Those who have not as yet achieved the speed they want, often, look for that magic bullet, that coffee additive that will make it happen. The benzedrine in the Ovaltine. I guess there are things that make step increments in speed, early on switching from down-down-down-down to down-up- down-up was a revelation to me, and later, leaving as many fingers on the fret board as possible really helped, and there are others, and perhaps after experiencing these one is tempted to think that some other technique or hand hold, finger position, slick pick, or stance, that will "do the trick" and get us the rest of the way.

Each point of view has some basis in experience. What particularly amuses me is the "speedy" players who forget their own search for the magic bullet so many playing hours ago. We give up looking for it, just put in the hours, and then one bright day someone asks us to slow down and we say "what huh?" 

There are also those who play quite well, in any objective measure, but are still looking for that speed thing. (I have heard that Jethro Burns said he always wanted to play faster, because it increased the number of people he could play with.)

----------


## farmerjones

i think it would be nice to have a little mp3 link on everyone's profile, so you could hear how everybody sounds.
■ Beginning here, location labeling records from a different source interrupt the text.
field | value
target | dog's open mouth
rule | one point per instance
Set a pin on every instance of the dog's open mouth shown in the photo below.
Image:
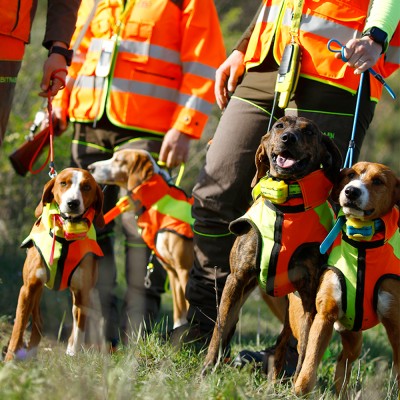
(286, 160)
(351, 208)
Good, bad or ugly. Everybody's in some stage of growth. I think it would really add something.

----------


## JonZ

> i think it would be nice to have a little mp3 link on everyone's profile, so you could hear how everybody sounds. Good, bad or ugly. Everybody's in some stage of growth. I think it would really add something.


Yeah, and I probably wouldn't talk as much smack if people knew how bad I actually play.

----------


## Miss Lonelyhearts

Jeff, that's how I feel on fiddle--after 30 years, it's rare to run into anything that feels tricky or hard. And I have to stop to really think when someone asks me to explain how I bow a certain phrase, etc.

That's part of what's so frustrating for me on mandolin--I can analyze and explain what I do on fiddle and offer all sorts of fingering and bowing ideas that incrementally improve anyone's abilities, but I haven't found anyone that can do the same with flatpicking, particularly on mandolin. So I'm developing my own set of woodshedding exercises (almost all based on tunes). Not just for me, but for my students, too. 

I *am* making progress on the speed issue, just slower than I hoped. Shouldda kept with it when I was younger....  :Smile:

----------


## JeffD

> i think it would be nice to have a little mp3 link on everyone's profile, so you could hear how everybody sounds. Good, bad or ugly. Everybody's in some stage of growth. I think it would really add something.


By way of demonstrating bonafides? 

I don't care for it.

----------


## farmerjones

> By way of demonstrating bonafides? 
> 
> I don't care for it.


JD - we agree on so many things, can you give me a little more?

We're all somewhere, at some place, in this journey. 
This is a mandolin websited. This is a music website.

----------


## JeffD

> JD - we agree on so many things, can you give me a little more?
> .


You are right. We do seem to see things similarly many times.


My thought is that many folks would be hesitant to post if they "had to" provide a sample. Some because they might not want folks to hear how they struggle, others perhaps because they are good enough they don't want to alienate those who are wrestling. And if most people did provide a clip, folks would not want to be the "poster without a clip" and thus have folks wonder about them.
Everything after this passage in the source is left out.